Technology can have unpredictable consequences. So discovered Rio Tinto when, in 2017, it introduced autonomous operations to its Rio’s Hope Downs 4 mine, in the Pilbara region of Western Australia.
Equipment at the mine could be controlled by engineers remotely, two hours flight away at its operations centre in Perth. While productivity surged, the engineers were unaccustomed to their new sterile environment. “You have to blow dust in their faces to make them feel like they are in Pilbara,” one executive joked.
This trail-blazing initiative aside, the implementation of technology into mining operations has been famously slow.
Many operators understand the value of digital asset management solutions. But the realities of the sector – the boom-and-bust cycles, the volatility and labour shortages – mean long-term strategies that look to digital and modern methods of working, are frequently pushed down the corporate agenda.
The focus, instead of implementing asset performance management improvement strategies, has been on reacting to daily production needs and demands.

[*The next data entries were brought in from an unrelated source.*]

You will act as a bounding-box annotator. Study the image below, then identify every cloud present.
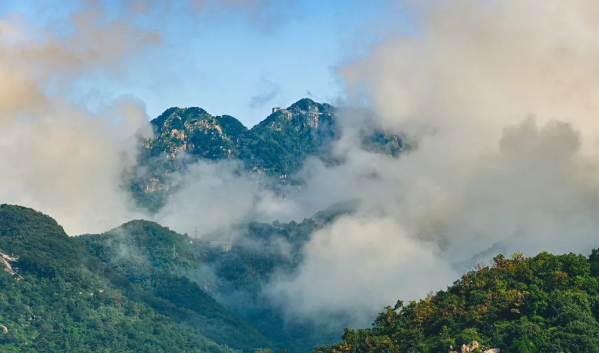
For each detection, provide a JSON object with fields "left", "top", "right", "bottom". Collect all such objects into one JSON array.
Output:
[
  {"left": 268, "top": 0, "right": 599, "bottom": 325},
  {"left": 249, "top": 78, "right": 281, "bottom": 108}
]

Now, however, mining leaders are increasingly recognising that digital solutions are the only route to managing the swathe of pressing challenges they face.

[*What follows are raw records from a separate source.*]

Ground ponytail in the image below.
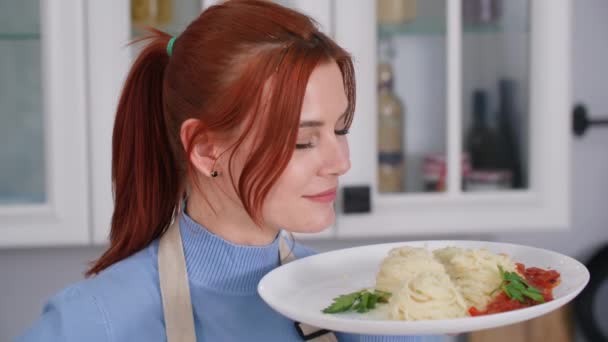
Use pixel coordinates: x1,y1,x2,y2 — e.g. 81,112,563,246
86,29,181,276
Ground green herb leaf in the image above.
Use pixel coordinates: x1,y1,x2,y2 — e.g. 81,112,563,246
490,265,545,303
323,291,361,313
322,289,391,313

These challenges include the need to extract in a way which minimises environmental impact and reduces water and energy use; the drive for better safety performance; the rising cost of labour and equipment; and the pressure to mine responsibly and with full consideration for local communities.
The cost and time implications of these to doing business means that this sector – so critical to the world’s daily activities – has left leaders with little option but to consider long-term digital programmes.

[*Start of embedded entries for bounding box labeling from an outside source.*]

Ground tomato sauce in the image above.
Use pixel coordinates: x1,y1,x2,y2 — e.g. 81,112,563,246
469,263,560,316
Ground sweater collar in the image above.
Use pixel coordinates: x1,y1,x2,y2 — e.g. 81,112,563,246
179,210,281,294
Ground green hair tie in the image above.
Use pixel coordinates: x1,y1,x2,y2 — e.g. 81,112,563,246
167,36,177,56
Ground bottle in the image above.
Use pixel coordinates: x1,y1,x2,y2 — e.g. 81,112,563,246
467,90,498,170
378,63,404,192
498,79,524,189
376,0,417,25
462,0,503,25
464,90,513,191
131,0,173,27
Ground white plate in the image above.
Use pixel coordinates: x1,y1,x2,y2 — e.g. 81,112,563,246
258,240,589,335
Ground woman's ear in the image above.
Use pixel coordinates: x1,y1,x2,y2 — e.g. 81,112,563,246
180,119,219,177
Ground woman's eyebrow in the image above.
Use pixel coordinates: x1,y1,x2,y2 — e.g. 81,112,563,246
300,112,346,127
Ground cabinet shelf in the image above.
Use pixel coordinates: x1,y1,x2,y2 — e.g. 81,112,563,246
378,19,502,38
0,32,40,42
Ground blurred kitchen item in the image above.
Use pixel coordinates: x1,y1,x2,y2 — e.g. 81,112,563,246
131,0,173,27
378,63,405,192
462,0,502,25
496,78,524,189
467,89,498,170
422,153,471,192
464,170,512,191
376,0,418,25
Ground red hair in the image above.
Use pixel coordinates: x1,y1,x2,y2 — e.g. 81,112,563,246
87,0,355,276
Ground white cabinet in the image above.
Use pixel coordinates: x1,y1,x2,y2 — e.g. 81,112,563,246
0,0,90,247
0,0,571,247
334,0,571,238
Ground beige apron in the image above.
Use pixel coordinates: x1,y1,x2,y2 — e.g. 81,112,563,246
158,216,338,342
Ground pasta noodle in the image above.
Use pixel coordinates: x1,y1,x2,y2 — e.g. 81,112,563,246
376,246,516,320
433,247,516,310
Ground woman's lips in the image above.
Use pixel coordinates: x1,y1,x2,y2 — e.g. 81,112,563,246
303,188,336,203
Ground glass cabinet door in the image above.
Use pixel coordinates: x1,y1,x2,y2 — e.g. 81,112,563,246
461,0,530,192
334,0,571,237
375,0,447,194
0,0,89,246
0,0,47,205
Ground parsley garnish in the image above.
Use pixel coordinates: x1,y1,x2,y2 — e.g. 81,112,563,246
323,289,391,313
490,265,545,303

They know that these will support them in better managing their assets and facilitating the lowest, risk-managed, cost of conversion of ore to product not just this month, but next quarter and next year.
Shaking off the short-term approach
In mines across the globe the impacts of short-term asset management strategies and lack of technology implementations are evident. They include:
- Siloed data held in disparate systems meaning workers spend 30 per cent of their days or more searching for information, tools and parts;
- Under-utilisation of critical mining equipment due to frequent unplanned maintenance and breakdowns hitting overall productivity;
- Management by manual processes and Excel making agility and reactiveness a near impossibility.
Reactive maintenance practices are leading to higher maintenance costs, while a lack of integrated data systems is resulting in inefficiencies due to the difficulty in tracking asset performance and managing inventories.
The costs of unreliability are multiple. They include the lost value of the asset while it is unavailable, the cost of repairing equipment after failure and the cost of energy consumed while shutting down and re-starting. There is also the loss of production with equipment failing in the ore face with its process partly completed.
Introducing sustainable asset management changes – changes that stick
To produce sustainable results, any modern, digital enterprise asset management strategy must address the full lifecycle of the assets. Not only the technology stack but also the business processes across multiple departments (enabling software alone is never a fix).
This holistic approach will identify where the key opportunities lie to enhance operational efficiency, reduce downtime and optimise maintenance strategies.
Key initiatives to consider for any mining organisation today are predictive maintenance technologies and practices and asset management software. Connecting up and integrating siloed data through the establishment of a data strategy is critical to gaining full control over your assets and driving peak performance, all the time.
Maintenance teams need the training and education necessary to ensure digital programmes are effective and have long-term, sustainable impacts.
Success should be defined and KPIs established to enable new asset management and reliability practices to be regularly evaluated and continuously improved.